Recent studies performed by Feistritzer et al. [23] showed that the protective signaling in endothelial cells is linked to PC activation. They demonstrated that an efficient barrier enhancement is coupled with the endogenous PC activation pathway. This gives a rationale for the use of protein C zymogen in acquired protein C deficiency.

The use of PC can be safe because the anticoagulant effect occurs only when it is activated to activated PC. It requires the presence of the thrombin–thrombomodulin complexes; the consumption of these compounds leads to physiological self-limitation of the process, avoiding the risk of having “too much” activated PC, resulting in an increased risk of bleeding. The observed results of our series are limited to the effectiveness of the dosage and the lack of collateral effects. In our small group of patients, the regimen of PC concentrate infusion was safe and effective to restore physiological plasma PC activity. It has been previously reported that PC levels are correlated with poor outcome [46]. In our study, baseline PC levels were lower in non-survivors than in survivors, but the difference was statistically non-significant (P = 0.09). The apparent discrepancy between our data and those obtained from the literature can be due to the small number of patients enrolled in our study. At day 4, the PC levels were higher than those observed in the PROWESS study (98.2 vs. 79%). This difference can be due to the PC infusion and probably also due to the different characteristics of the two populations.

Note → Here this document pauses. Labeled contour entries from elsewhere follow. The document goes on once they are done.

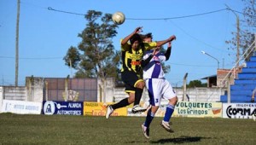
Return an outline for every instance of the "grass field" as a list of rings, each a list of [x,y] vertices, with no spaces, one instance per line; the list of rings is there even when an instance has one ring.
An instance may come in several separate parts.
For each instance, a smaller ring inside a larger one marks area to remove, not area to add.
[[[150,139],[141,130],[144,119],[0,113],[0,144],[256,144],[253,119],[172,118],[169,133],[154,118]]]

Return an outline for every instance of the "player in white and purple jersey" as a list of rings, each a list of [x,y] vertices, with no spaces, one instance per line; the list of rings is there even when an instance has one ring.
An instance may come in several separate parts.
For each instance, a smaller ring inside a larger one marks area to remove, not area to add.
[[[174,112],[177,97],[170,83],[165,78],[165,73],[161,61],[167,61],[171,55],[172,44],[164,54],[160,49],[147,51],[142,61],[143,67],[143,79],[148,91],[151,108],[148,111],[145,122],[142,125],[143,131],[146,138],[149,138],[149,125],[160,105],[161,98],[169,100],[164,119],[160,125],[169,132],[174,132],[169,125],[171,117]]]

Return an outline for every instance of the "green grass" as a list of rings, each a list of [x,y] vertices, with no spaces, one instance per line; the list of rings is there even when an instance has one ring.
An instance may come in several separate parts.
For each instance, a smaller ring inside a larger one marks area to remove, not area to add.
[[[172,118],[169,133],[154,118],[150,139],[143,117],[18,115],[0,113],[0,144],[255,144],[253,119]]]

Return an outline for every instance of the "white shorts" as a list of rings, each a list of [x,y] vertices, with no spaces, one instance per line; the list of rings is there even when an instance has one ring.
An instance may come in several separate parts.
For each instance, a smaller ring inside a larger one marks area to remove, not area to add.
[[[172,85],[165,78],[146,79],[145,83],[152,106],[160,106],[161,98],[169,100],[177,96]]]

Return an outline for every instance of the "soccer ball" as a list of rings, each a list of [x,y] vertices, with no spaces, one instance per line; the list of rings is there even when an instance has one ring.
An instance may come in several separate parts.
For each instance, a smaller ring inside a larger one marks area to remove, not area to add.
[[[121,25],[125,22],[125,16],[122,12],[116,12],[112,14],[112,20],[114,24]]]

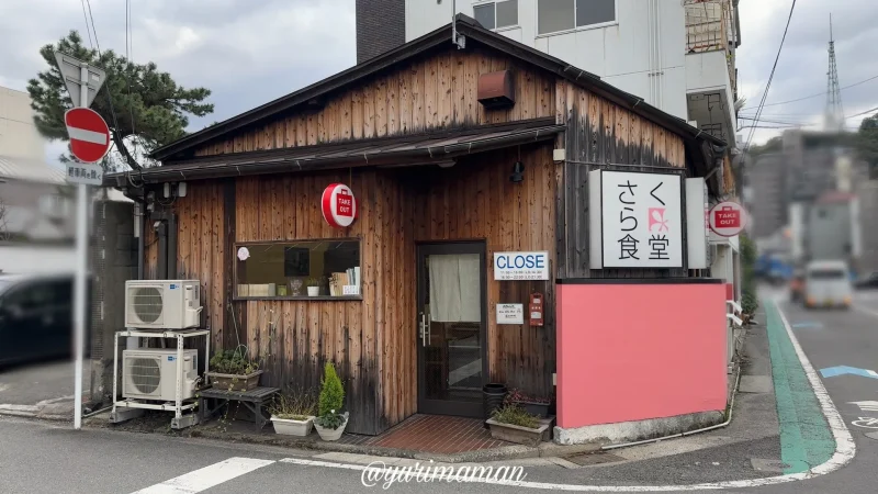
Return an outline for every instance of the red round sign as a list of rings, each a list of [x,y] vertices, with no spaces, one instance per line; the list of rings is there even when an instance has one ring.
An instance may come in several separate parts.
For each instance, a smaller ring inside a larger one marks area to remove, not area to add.
[[[353,192],[344,183],[333,183],[323,191],[320,210],[326,223],[336,228],[347,228],[358,216]]]
[[[70,153],[82,162],[100,161],[110,150],[110,127],[101,115],[87,108],[74,108],[64,114]]]
[[[721,237],[733,237],[747,225],[747,212],[734,202],[721,202],[710,209],[710,229]]]

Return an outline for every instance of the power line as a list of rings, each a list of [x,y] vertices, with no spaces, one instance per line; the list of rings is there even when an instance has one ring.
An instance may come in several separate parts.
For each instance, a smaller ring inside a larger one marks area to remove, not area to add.
[[[854,115],[846,115],[845,119],[853,119],[854,116],[865,115],[866,113],[871,113],[871,112],[875,112],[875,111],[878,111],[878,106],[875,106],[873,109],[866,110],[865,112],[856,113]]]
[[[855,82],[855,83],[853,83],[851,86],[845,86],[844,88],[841,88],[840,90],[844,91],[845,89],[851,89],[851,88],[854,88],[854,87],[857,87],[857,86],[860,86],[860,85],[865,85],[866,82],[873,81],[875,79],[878,79],[878,76],[873,76],[873,77],[870,77],[868,79],[864,79],[864,80],[862,80],[859,82]],[[802,98],[796,98],[795,100],[779,101],[777,103],[768,103],[768,104],[765,104],[764,106],[777,106],[778,104],[795,103],[797,101],[804,101],[804,100],[810,100],[812,98],[821,98],[821,97],[825,97],[825,96],[826,96],[826,92],[823,91],[823,92],[818,92],[815,94],[811,94],[811,96],[807,96],[807,97],[802,97]],[[745,106],[745,108],[742,108],[741,110],[750,110],[752,108],[753,106]]]
[[[747,143],[744,146],[744,151],[746,153],[750,149],[750,144],[753,142],[753,135],[756,133],[756,126],[759,124],[759,117],[762,116],[762,111],[765,108],[765,100],[768,98],[768,91],[772,89],[772,81],[775,78],[775,71],[777,70],[777,63],[780,61],[780,53],[784,50],[784,42],[787,41],[787,32],[789,32],[789,23],[792,21],[792,12],[796,10],[796,0],[792,0],[792,4],[789,8],[789,16],[787,18],[787,25],[784,27],[784,36],[780,38],[780,46],[777,48],[777,56],[775,57],[775,64],[772,67],[772,74],[768,76],[768,83],[765,86],[765,92],[762,96],[762,101],[759,101],[758,110],[756,110],[756,117],[754,119],[753,128],[750,130],[750,136],[747,137]]]

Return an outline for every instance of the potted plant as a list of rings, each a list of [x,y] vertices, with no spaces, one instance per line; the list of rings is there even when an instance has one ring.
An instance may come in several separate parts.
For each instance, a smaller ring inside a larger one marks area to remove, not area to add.
[[[308,296],[318,296],[320,294],[320,285],[323,285],[322,278],[308,278],[305,280],[305,285],[308,288]]]
[[[311,392],[293,390],[275,396],[269,412],[274,433],[305,437],[314,426],[317,401]]]
[[[210,383],[221,390],[249,391],[259,385],[259,362],[250,360],[241,347],[219,351],[211,358],[210,371],[205,372]]]
[[[540,418],[518,405],[503,405],[487,419],[491,437],[526,446],[538,446],[550,438],[552,418]]]
[[[531,415],[545,418],[549,416],[549,407],[552,405],[552,398],[549,396],[527,394],[514,388],[509,391],[509,394],[506,395],[503,403],[505,405],[518,405]]]
[[[317,429],[320,439],[336,441],[345,433],[345,426],[348,425],[348,413],[341,413],[345,389],[341,386],[341,380],[338,379],[336,368],[330,362],[326,362],[326,367],[324,367],[320,384],[318,416],[314,419],[314,428]]]

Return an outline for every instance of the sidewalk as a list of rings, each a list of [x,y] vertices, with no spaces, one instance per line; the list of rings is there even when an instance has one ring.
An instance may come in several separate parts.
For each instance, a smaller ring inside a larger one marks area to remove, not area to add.
[[[83,403],[89,382],[89,372],[82,372]],[[0,370],[0,415],[72,420],[72,362],[59,360]]]

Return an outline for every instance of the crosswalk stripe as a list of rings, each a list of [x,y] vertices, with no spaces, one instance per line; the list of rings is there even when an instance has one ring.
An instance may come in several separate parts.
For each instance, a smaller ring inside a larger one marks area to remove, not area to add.
[[[257,460],[255,458],[229,458],[203,469],[175,476],[160,484],[150,485],[133,494],[194,494],[271,463],[274,463],[274,461]]]

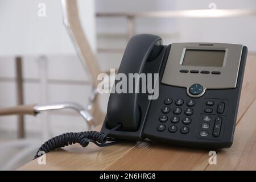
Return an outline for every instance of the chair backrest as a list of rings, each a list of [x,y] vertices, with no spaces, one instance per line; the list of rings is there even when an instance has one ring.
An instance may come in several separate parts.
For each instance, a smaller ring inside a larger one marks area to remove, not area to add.
[[[97,87],[97,77],[100,73],[97,58],[93,52],[82,30],[79,18],[76,0],[61,0],[63,21],[72,41],[84,69],[90,73],[90,78],[94,88]]]

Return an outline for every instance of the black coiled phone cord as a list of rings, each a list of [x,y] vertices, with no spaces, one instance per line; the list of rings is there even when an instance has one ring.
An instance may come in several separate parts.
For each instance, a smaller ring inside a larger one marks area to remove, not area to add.
[[[89,143],[93,142],[99,147],[105,147],[114,144],[117,139],[108,137],[108,135],[118,129],[121,125],[118,125],[105,133],[95,131],[82,131],[80,133],[66,133],[48,140],[38,149],[34,159],[58,148],[68,146],[76,143],[82,147],[86,147]]]

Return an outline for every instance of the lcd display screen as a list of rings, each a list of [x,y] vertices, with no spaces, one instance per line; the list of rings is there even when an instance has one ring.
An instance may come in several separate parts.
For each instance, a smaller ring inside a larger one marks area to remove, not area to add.
[[[222,67],[225,51],[186,49],[182,65],[195,67]]]

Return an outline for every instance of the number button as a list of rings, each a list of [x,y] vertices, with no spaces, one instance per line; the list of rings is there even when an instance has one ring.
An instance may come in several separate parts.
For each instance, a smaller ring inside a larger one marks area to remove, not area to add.
[[[209,123],[203,123],[202,124],[202,129],[209,129],[209,127],[210,127],[210,125],[209,125]]]
[[[217,112],[218,114],[223,114],[224,113],[224,107],[225,107],[225,104],[223,102],[220,102],[218,104],[218,107],[217,109]]]
[[[182,120],[182,122],[185,125],[188,125],[191,122],[191,119],[188,117],[185,117]]]
[[[159,120],[160,122],[164,122],[168,120],[168,117],[165,115],[163,115],[160,117]]]
[[[175,133],[177,130],[177,127],[175,125],[171,125],[169,127],[169,131],[171,133]]]
[[[207,101],[205,104],[208,106],[213,106],[214,105],[214,102],[213,101]]]
[[[210,121],[212,119],[212,117],[209,115],[205,115],[203,117],[203,119],[205,121]]]
[[[159,131],[163,131],[166,129],[166,125],[159,125],[156,127],[156,129]]]
[[[176,107],[174,110],[174,113],[175,114],[180,114],[181,113],[181,109]]]
[[[185,115],[191,115],[192,114],[193,114],[193,109],[192,109],[188,108],[188,109],[187,109],[185,110]]]
[[[207,136],[208,135],[208,133],[206,131],[201,131],[200,136]]]
[[[170,112],[170,109],[168,106],[165,106],[162,109],[163,113],[168,113]]]
[[[188,131],[189,131],[189,128],[187,126],[183,126],[180,129],[180,132],[183,134],[187,134]]]
[[[212,108],[207,108],[204,110],[204,111],[207,113],[212,113],[213,110]]]
[[[188,100],[188,102],[187,102],[187,105],[188,106],[192,107],[195,106],[196,104],[196,102],[194,100]]]
[[[184,101],[182,99],[178,99],[175,101],[175,104],[177,106],[181,106],[183,104]]]
[[[170,98],[167,98],[164,101],[164,104],[166,105],[170,105],[172,102],[172,100]]]
[[[177,116],[172,117],[172,118],[171,119],[171,122],[173,123],[177,123],[179,122],[179,121],[180,118]]]
[[[191,94],[197,96],[202,93],[203,86],[198,84],[193,84],[189,87],[188,90]]]

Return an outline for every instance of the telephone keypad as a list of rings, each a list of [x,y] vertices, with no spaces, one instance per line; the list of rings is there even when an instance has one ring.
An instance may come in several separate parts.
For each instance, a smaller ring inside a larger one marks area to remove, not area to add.
[[[228,102],[225,100],[207,98],[203,103],[197,128],[199,138],[221,140]],[[205,131],[208,134],[206,135]]]
[[[168,117],[167,117],[167,116],[166,116],[165,115],[163,115],[162,116],[161,116],[159,118],[159,121],[162,122],[166,122],[166,121],[167,121],[167,120],[168,120]]]
[[[183,106],[184,102],[185,102],[186,105]],[[188,133],[189,132],[189,128],[188,127],[188,125],[192,122],[192,119],[191,117],[187,116],[192,115],[193,113],[192,107],[196,105],[195,100],[189,99],[184,101],[182,98],[178,98],[172,104],[172,99],[170,97],[167,97],[164,100],[163,102],[166,106],[162,108],[162,113],[165,114],[160,116],[159,121],[167,125],[160,124],[156,126],[157,130],[159,131],[163,131],[166,129],[166,127],[167,127],[168,130],[170,133],[175,133],[178,130],[180,130],[180,133],[182,134],[185,134]],[[179,107],[175,107],[172,112],[170,112],[172,104],[174,104],[174,106],[179,106]],[[183,110],[184,111],[183,113]],[[180,115],[180,116],[177,116],[177,115]],[[178,123],[180,121],[180,117],[182,118],[181,124],[183,126],[180,125],[179,126],[179,125],[180,124]],[[170,119],[170,122],[168,122],[168,118],[171,118]],[[170,125],[170,123],[172,123],[172,125]]]
[[[168,131],[170,134],[174,134],[179,130],[181,134],[188,134],[193,130],[194,124],[191,124],[193,122],[197,126],[198,138],[213,140],[221,139],[221,127],[223,127],[227,112],[227,101],[214,98],[204,99],[201,102],[203,106],[201,114],[199,115],[199,119],[195,118],[193,114],[194,109],[196,109],[193,106],[196,105],[196,99],[178,98],[175,100],[175,102],[172,101],[170,97],[166,98],[163,101],[165,106],[162,108],[162,113],[164,114],[159,117],[160,122],[159,125],[156,126],[158,131],[168,130],[167,132]],[[184,102],[186,105],[184,105]],[[171,107],[174,109],[171,110]],[[197,113],[197,111],[195,110],[195,112]],[[180,124],[179,124],[180,119],[181,121],[180,122]],[[189,129],[188,126],[192,128]]]

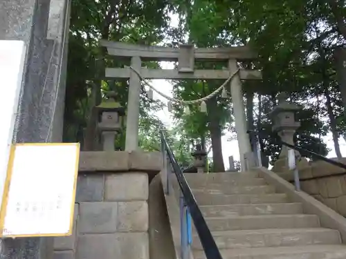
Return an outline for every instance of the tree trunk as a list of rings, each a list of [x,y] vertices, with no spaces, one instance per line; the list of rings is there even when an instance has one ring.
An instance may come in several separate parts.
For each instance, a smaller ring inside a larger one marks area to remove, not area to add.
[[[328,111],[328,117],[330,121],[330,128],[331,129],[331,134],[333,135],[333,142],[334,142],[335,153],[338,158],[342,158],[341,151],[340,151],[339,145],[339,135],[336,131],[336,121],[335,119],[334,114],[333,113],[333,107],[331,106],[331,101],[330,99],[329,91],[326,89],[325,91],[325,96],[327,99],[327,110]]]
[[[210,99],[207,102],[209,119],[209,131],[212,146],[212,163],[215,172],[224,172],[225,165],[224,157],[222,156],[222,144],[221,141],[221,131],[220,126],[220,118],[217,112],[217,104],[215,97]]]
[[[255,125],[253,120],[253,92],[250,89],[246,92],[246,124],[248,131],[254,131]],[[251,145],[251,150],[253,152],[253,146],[255,143],[255,136],[253,135],[254,133],[251,133],[248,136],[250,138],[250,144]]]
[[[340,34],[346,39],[346,23],[343,15],[342,8],[345,5],[345,1],[328,0],[328,4],[331,9],[331,12],[334,16],[336,27]]]
[[[338,48],[335,50],[334,59],[336,66],[336,75],[341,98],[344,106],[344,113],[346,117],[346,50]]]
[[[248,130],[254,130],[253,92],[250,90],[246,93],[246,119]]]

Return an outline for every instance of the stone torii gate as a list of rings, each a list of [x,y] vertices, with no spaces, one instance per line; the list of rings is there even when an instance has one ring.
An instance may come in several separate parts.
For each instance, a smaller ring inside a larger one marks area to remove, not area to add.
[[[148,79],[227,79],[238,70],[237,61],[249,61],[257,55],[248,46],[195,48],[192,44],[182,44],[179,48],[149,46],[100,41],[110,55],[131,59],[131,66]],[[178,69],[148,69],[142,67],[142,61],[178,61]],[[228,61],[225,70],[196,70],[195,61]],[[126,151],[138,147],[138,119],[140,78],[129,68],[107,68],[106,77],[129,78],[129,89],[127,104]],[[246,119],[243,102],[241,80],[261,79],[259,70],[240,69],[230,81],[230,94],[233,103],[235,129],[238,140],[242,169],[245,156],[251,152],[246,133]]]

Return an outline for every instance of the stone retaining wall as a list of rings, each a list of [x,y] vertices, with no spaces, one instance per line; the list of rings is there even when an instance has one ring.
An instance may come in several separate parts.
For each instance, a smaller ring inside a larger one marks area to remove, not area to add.
[[[82,152],[73,234],[55,259],[149,259],[149,181],[159,153]]]
[[[343,159],[341,162],[345,163],[346,159]],[[301,189],[346,217],[346,175],[338,175],[345,171],[323,161],[313,162],[299,169]],[[293,180],[291,172],[277,174],[285,180]],[[321,176],[323,178],[311,179]]]

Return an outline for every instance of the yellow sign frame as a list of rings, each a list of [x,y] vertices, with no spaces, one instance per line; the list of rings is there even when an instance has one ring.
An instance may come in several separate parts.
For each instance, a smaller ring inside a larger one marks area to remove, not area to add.
[[[5,225],[5,218],[6,216],[6,210],[8,202],[8,193],[10,191],[11,178],[13,169],[13,163],[15,161],[16,147],[19,146],[76,146],[78,152],[77,152],[75,157],[75,169],[74,174],[73,193],[72,197],[71,210],[70,215],[70,228],[66,233],[44,233],[44,234],[23,234],[23,235],[3,235],[3,229]],[[57,237],[57,236],[68,236],[72,235],[73,229],[73,218],[75,201],[75,192],[77,188],[77,180],[78,176],[78,166],[80,160],[80,143],[20,143],[14,144],[11,146],[10,151],[10,157],[8,160],[6,180],[3,188],[3,198],[1,200],[0,209],[0,238],[33,238],[33,237]]]

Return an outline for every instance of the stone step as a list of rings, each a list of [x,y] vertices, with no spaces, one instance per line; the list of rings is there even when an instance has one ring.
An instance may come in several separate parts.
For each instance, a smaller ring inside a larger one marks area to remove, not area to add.
[[[262,179],[262,181],[260,182],[265,182],[264,179],[258,178],[257,173],[184,173],[184,175],[189,184],[192,186],[225,183],[228,183],[229,185],[239,185],[238,182],[250,183],[248,185],[253,185],[251,183],[256,184],[259,179]]]
[[[320,227],[316,215],[261,215],[206,218],[211,231],[266,229],[298,229]]]
[[[326,244],[221,249],[223,259],[345,259],[346,245]],[[193,252],[194,259],[205,259],[204,251]]]
[[[194,193],[199,205],[229,205],[252,203],[284,203],[288,202],[284,193],[272,194],[208,194]]]
[[[338,244],[341,242],[338,231],[322,228],[214,231],[212,234],[220,249]],[[192,246],[195,249],[203,249],[198,236],[194,236]]]
[[[222,189],[224,188],[232,188],[233,186],[248,186],[266,185],[266,182],[263,178],[240,178],[237,181],[214,182],[199,182],[190,180],[188,181],[191,189]]]
[[[200,189],[193,189],[192,193],[210,194],[266,194],[274,193],[275,188],[270,185],[229,186],[222,185],[219,188],[210,188],[208,186]]]
[[[199,208],[205,217],[230,217],[271,214],[302,213],[300,203],[268,203],[233,205],[206,205]]]

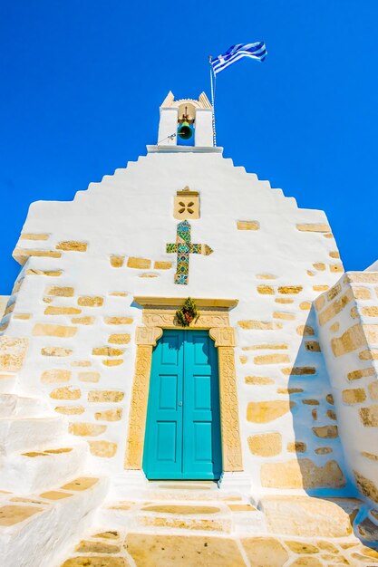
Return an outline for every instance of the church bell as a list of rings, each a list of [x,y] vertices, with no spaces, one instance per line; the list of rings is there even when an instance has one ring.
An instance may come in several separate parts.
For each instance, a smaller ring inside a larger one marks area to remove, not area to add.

The total amount of PC concentrate infused in our patients was lower than that reported in pediatric patients [79] and in previous studies on adult septic patients [1012], thus giving the possibility of reducing the cost of this expensive treatment that can be estimated approximately 35,000 € for a patient weight of 70 kg.

We do not think that the concentrate of protein C zymogen can be a substitute for activated PC for patients with severe sepsis or septic shock [24]. Activated PC remains the drug of choice, with demonstrated positive effects on outcome [25]. The question we raise is: could the PC zymogen (Ceprotin, Baxter) become an adjuvant therapy in those patients that cannot receive activated PC?

Our study is a small case series study, having the limits and biases associated with non-controlled study. In the absence of a control group, it is not possible to make comments on the efficacy of the treatment; we do not know how laboratory data, clinical parameters, and outcome would have been without PC replacement. Nevertheless, a randomized, double blind study in patients with severe sepsis and contraindications to activated PC administration would be advisable to define the safety of the product and its role in the therapy of sepsis.